From: Marina.Daniels@cs.tas.gov.au
Date: Mon May 17 1999 - 19:35:00 CDT


     Thanks very much to the following (and anyone I have missed while
     cutting/pasting :-)
     
     Jeff Graham
     Pete Schmitt
     James Ford
     Yura Pismerov
     +- Shaun W. Amy - Network Manager
     J.Bern
     <jim@nortx.com
     Joe Pruett <
     bosire
     
     
     It looks like I have to use
     
     FEATURE(access_db)
     or FEATURE(access_db, hash -o /etc/mail/access)
     
     when I set up sendmail on my host and then I can use /etc/mail/access
     to stop relaying from this host in particular, although we still want
     to accept mail from it for our users.
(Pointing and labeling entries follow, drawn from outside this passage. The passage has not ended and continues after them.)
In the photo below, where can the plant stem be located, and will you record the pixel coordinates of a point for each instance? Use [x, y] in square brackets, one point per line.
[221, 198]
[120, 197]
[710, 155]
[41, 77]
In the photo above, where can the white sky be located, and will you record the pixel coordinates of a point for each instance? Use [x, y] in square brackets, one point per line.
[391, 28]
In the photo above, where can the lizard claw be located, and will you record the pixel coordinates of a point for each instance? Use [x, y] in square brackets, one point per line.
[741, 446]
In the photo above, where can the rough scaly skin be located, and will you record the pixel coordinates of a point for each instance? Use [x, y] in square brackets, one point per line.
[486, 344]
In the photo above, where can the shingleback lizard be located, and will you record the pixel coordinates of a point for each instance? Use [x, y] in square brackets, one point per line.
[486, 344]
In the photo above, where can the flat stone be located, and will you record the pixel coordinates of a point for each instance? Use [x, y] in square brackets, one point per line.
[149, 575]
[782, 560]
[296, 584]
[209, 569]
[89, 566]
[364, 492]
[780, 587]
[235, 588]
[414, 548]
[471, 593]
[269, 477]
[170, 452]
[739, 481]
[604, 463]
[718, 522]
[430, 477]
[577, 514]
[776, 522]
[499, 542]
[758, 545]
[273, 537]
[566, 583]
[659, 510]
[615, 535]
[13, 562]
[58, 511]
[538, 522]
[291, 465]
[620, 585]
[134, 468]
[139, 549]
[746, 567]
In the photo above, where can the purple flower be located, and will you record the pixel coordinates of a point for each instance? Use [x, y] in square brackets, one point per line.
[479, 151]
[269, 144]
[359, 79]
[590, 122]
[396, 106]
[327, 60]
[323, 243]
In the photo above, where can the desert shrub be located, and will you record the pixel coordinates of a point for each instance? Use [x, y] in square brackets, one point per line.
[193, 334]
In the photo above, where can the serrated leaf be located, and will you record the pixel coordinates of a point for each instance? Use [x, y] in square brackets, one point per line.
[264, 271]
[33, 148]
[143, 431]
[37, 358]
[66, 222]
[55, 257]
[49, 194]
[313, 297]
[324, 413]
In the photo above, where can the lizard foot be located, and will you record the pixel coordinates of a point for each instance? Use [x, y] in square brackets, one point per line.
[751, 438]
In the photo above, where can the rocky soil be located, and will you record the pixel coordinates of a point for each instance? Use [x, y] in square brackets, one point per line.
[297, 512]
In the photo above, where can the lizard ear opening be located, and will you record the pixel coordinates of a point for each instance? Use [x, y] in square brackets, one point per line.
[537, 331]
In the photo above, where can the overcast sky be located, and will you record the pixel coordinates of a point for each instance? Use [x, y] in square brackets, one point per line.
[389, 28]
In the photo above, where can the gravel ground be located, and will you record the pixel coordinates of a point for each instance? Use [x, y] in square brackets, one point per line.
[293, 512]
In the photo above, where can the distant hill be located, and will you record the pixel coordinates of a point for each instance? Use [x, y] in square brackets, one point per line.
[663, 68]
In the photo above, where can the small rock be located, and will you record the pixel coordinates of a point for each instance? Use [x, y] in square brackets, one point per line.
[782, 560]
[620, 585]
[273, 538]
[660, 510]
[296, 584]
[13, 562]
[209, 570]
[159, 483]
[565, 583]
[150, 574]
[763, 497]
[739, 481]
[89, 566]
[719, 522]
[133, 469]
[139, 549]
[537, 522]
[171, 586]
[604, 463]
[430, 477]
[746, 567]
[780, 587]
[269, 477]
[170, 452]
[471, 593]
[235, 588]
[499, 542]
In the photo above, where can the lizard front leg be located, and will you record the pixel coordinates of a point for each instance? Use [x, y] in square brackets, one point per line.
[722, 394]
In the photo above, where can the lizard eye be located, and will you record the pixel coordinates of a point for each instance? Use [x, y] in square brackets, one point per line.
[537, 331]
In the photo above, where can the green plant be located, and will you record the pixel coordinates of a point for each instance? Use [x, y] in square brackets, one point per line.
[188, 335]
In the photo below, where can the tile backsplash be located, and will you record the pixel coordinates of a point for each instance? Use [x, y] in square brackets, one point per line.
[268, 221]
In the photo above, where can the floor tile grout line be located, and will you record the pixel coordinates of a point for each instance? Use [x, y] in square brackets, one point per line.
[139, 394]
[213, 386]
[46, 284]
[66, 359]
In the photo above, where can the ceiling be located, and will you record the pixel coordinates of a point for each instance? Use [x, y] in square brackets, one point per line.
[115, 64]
     (See sendmail document at the bottom of this email to see how to set
     up this file)
     
     However, after re-thinking this last night, since I am no longer
     actually required to support "relaying" for these hosts, and was just
     being nice to stop things breaking :-) I am going to stop relaying
     for the whole domain and grant it on an individual basis if people
     convince me it is really necessary, and I can do this with the
     /etc/mail/relay-domains file which I have already got set up.
     
     **********************************************************************
     
     ORIGINAL QUESTION
     I'm sorry but I can't find the info anywhere on the www.sendmail.org
     web-site, (and I can't read the doco that came with sendmail properly
     on my solaris 2.6 machine without spending HOURS trying to format it
     differently) so I'm trying here as I'm running out of time.
     
     I am running Sendmail 8.9.3 and I have "/etc/mail/relay-domains" set
     up to control relaying:
     
     I have listed "tas.gov.au" in this file to allow my host to relay mail
     from all hosts in this domain.
     
     What is the syntax to stop only one host in this domain from relaying
     through my machine?
     
     ie: say I want to block "test1.fictional.tas.gov.au" but allow all
     other "tas.gov.au" to use my machine to relay?
     
     I don't actually know how many hosts out in 'tas.gov.au' are relaying
     through my host, so I can't grant them all permission individually.
     
     Thanks,
     Marina
     
     
     **********************************************************************
     ***********
     SENDMAIL DOCUMENTATION:
     
     ***URL where you can read about access_db
     http://www.sendmail.org/m4/anti-spam.html
     
     ****You want to use /etc/mail/access....
     
     +---------------------------------+
     | ANTI-SPAM CONFIGURATION CONTROL |
     +---------------------------------+
     
     The primary anti-spam features available in sendmail are:
     
     * Relaying is denied by default.
     * Better checking on sender information. * Access database.
     * Header checks.
     
     Relaying (transmission of messages from a site outside your domain to
     another site outside your domain) is denied by default. Note that
     this changed in sendmail 8.9; previous versions allowed relaying by
     default. If you want to revert to the old behaviour, you will need to
     use FEATURE(promiscuous_relay). You can allow certain domains to
     relay through your server by adding their domain name or IP address to
     class 'R' ($=R) using RELAY_DOMAIN() and RELAY_DOMAIN_FILE() or via
     the access database (described below).
     
     If you use
     
     FEATURE(relay_entire_domain)
     
     then any host in any of your local domains (that is, the $=m class)
     will be relayed.
     
     You can also allow relaying based on the MX records of the host
     portion of an incoming recipient address by using
     
     FEATURE(relay_based_on_MX)
     
     For example, if your server receives a recipient of user@domain.com
     and domain.com lists your server in its MX records, the mail will be
     accepted. Note that this will stop spammers from using your host to
     relay spam but it will not stop outsiders from using your server as a
     relay for their site. Along the same lines,
     
     FEATURE(relay_local_from)
     
     will allow relaying if the sender specifies a return path (i.e. MAIL
     FROM: <user@domain>) domain which is a local domain. This a dangerous
     feature as it will allow spammers to spam using your mail
     server by simply specifying a return address of user@your.domain.com.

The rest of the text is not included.